Żuczek challenge- Scarab
Bonżur
Jesto kolejny challenge, którego inicjatorką była MadieAD.
Jako refka posłużył nam żuczek, którego znalazła.
Żuczek sprawił mi kreatywny problem i serio nie wiedziałam co mam robić XD.
Kolejny pred albo kolejne stworzenie nie wchodziło w rachubę bo robiłoby się nudno. Do rysowania w digitalu mi się średnio chciało wracać i miałam zajawkę na rzeźbienie i tak sobie patrzę na moje twarze z modeliny.... A może by tak?
BOOM!
Zrobiłam puppeta/ marionetkę zwał jak zwał. Nie ma sznurków bo nie, chciałam lalkę albo coś takiego co będzie lalkowate i oto on- Żuczek.
Jego ciałko wyszło mi tak paskudnie, że jedynie można było to zakryć i tak jak go robiłam mu pelerynkę i był tak na finiszu to miałam takie "Noż kurwa ksiądz" teraz nie mogę na niego spojrzeć inaczej, serio XD
Nie XDD
Mój mózg nie jest już tak kreatywny żeby to naprawić XD więc tak już zostanie XD
Generalnie Żuk prezentuje się tak:
Rzeczy, których nie widać to ruchowe nadgarstki, łokcie i barki, stopy i kolana i nogi w biodrach, ale podkleiłam żeby nie latały i wypadały jak pojebane.

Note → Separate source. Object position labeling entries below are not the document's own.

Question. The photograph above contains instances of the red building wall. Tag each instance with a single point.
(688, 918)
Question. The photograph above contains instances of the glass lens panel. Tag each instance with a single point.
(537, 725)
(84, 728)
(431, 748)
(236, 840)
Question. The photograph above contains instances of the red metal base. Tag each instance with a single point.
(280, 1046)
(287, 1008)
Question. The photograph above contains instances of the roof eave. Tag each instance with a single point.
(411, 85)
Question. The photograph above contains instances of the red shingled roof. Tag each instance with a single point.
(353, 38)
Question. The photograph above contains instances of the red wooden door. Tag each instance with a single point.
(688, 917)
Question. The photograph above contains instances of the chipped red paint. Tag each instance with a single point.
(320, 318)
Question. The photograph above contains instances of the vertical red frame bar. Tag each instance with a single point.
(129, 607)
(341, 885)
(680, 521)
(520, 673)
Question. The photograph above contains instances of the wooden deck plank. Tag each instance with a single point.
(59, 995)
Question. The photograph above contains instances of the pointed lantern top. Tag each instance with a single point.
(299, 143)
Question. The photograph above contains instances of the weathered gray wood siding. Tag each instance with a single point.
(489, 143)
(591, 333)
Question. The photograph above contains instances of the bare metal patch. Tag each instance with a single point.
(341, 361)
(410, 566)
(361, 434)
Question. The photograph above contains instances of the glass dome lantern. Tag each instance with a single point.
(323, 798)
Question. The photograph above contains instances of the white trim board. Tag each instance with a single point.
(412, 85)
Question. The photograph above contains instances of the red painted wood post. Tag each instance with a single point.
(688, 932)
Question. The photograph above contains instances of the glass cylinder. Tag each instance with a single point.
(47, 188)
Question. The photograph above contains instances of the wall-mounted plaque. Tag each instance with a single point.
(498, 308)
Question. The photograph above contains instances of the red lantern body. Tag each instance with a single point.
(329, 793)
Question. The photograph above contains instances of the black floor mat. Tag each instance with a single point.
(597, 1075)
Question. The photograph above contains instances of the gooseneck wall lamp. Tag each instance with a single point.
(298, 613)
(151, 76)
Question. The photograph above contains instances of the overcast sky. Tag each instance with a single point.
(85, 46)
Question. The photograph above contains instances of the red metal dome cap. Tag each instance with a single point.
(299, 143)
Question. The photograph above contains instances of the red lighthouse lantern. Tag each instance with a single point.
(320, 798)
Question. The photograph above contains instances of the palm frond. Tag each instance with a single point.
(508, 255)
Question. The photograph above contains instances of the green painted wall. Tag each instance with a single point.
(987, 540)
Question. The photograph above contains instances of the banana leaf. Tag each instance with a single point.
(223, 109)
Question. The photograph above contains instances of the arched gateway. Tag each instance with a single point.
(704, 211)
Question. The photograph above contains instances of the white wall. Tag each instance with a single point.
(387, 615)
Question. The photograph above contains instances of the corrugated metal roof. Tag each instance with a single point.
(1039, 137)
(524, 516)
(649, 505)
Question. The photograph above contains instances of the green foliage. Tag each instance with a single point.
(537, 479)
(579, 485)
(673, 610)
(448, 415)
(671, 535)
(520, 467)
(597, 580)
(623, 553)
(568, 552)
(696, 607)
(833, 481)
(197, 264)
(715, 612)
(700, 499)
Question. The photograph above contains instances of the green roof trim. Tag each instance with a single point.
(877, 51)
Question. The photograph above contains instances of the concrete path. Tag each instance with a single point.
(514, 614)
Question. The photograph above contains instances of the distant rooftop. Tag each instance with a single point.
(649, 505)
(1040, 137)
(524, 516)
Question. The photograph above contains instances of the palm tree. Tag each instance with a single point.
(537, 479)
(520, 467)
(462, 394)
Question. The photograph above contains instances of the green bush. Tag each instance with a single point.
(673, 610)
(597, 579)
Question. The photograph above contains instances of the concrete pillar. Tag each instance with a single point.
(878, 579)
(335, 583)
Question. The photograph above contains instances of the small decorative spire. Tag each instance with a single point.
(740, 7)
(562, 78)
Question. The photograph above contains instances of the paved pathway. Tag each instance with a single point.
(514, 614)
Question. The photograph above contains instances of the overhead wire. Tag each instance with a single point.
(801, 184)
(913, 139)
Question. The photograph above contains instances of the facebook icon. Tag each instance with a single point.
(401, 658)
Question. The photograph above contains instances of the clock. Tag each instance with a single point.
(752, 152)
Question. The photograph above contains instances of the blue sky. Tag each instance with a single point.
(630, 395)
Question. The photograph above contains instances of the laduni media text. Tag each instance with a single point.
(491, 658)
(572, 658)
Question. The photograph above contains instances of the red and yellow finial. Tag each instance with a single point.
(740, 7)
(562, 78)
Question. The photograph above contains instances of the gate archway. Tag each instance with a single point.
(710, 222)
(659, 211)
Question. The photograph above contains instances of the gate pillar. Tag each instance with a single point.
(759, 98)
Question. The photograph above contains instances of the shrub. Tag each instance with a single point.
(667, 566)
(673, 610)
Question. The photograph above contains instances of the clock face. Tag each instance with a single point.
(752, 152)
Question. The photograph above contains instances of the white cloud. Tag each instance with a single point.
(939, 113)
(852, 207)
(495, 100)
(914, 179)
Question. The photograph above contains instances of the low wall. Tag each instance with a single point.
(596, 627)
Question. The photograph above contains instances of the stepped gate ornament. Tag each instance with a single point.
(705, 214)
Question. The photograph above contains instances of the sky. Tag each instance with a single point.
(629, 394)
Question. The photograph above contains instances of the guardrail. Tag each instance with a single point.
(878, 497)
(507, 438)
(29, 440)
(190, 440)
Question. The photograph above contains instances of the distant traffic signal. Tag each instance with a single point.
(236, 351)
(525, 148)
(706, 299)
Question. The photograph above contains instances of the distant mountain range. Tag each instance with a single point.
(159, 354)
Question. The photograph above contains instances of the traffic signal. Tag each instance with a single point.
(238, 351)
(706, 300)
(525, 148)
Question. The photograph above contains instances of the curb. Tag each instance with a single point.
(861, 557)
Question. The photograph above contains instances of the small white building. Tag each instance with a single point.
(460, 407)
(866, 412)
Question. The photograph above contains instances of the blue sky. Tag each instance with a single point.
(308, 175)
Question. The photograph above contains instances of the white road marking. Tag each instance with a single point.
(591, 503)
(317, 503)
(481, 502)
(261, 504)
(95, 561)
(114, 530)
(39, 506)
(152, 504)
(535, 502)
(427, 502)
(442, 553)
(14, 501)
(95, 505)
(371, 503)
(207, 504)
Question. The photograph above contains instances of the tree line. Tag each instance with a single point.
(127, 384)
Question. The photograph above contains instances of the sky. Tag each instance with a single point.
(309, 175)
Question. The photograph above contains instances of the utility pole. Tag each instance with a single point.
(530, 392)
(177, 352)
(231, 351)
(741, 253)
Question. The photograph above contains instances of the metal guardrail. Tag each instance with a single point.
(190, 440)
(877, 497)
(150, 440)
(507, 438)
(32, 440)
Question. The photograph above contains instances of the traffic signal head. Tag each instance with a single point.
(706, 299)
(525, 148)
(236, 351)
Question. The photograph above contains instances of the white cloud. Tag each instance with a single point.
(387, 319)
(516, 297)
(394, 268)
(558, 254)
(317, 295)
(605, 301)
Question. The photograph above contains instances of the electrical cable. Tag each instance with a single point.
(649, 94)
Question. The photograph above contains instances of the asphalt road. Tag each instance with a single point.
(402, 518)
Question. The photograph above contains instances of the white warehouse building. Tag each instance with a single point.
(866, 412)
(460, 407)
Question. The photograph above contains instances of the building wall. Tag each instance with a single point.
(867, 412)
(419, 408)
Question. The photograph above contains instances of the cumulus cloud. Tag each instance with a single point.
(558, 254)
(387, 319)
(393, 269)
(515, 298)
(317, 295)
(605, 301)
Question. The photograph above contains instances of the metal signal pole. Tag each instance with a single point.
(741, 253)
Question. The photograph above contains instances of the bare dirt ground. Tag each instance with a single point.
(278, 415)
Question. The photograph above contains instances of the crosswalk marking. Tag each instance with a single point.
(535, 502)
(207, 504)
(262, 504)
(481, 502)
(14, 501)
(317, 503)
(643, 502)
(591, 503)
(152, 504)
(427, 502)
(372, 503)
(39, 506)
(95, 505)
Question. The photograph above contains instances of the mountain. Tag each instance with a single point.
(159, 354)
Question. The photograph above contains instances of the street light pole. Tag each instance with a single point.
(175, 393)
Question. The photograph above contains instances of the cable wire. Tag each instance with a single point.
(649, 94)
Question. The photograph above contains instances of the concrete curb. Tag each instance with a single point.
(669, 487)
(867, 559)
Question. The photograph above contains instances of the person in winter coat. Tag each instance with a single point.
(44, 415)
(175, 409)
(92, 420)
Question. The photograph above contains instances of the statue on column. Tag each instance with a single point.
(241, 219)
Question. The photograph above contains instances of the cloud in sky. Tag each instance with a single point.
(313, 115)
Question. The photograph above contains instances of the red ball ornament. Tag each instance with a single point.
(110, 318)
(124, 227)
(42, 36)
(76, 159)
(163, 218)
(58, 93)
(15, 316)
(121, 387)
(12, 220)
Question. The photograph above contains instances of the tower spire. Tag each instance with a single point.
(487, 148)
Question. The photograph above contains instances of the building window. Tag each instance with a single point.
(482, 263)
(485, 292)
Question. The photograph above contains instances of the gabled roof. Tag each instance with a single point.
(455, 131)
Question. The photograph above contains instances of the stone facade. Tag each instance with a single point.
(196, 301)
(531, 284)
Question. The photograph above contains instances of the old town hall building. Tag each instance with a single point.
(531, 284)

Głównie dlatego, że jest wstrętny.
Czy żałuję, że go zrobiłam? Nigdy w życiu. Dalej uczę się robić lalki i staram się dopasować pod siebie metody, których się uczę na razie więc może kiedyś doczekam się idealnej lalki handmade.
Po Khorze dalej nienawidzę dłoni XD
Ale jak już o niej gadamy to...
Ona sobie już obczaiła co chciała obczajać....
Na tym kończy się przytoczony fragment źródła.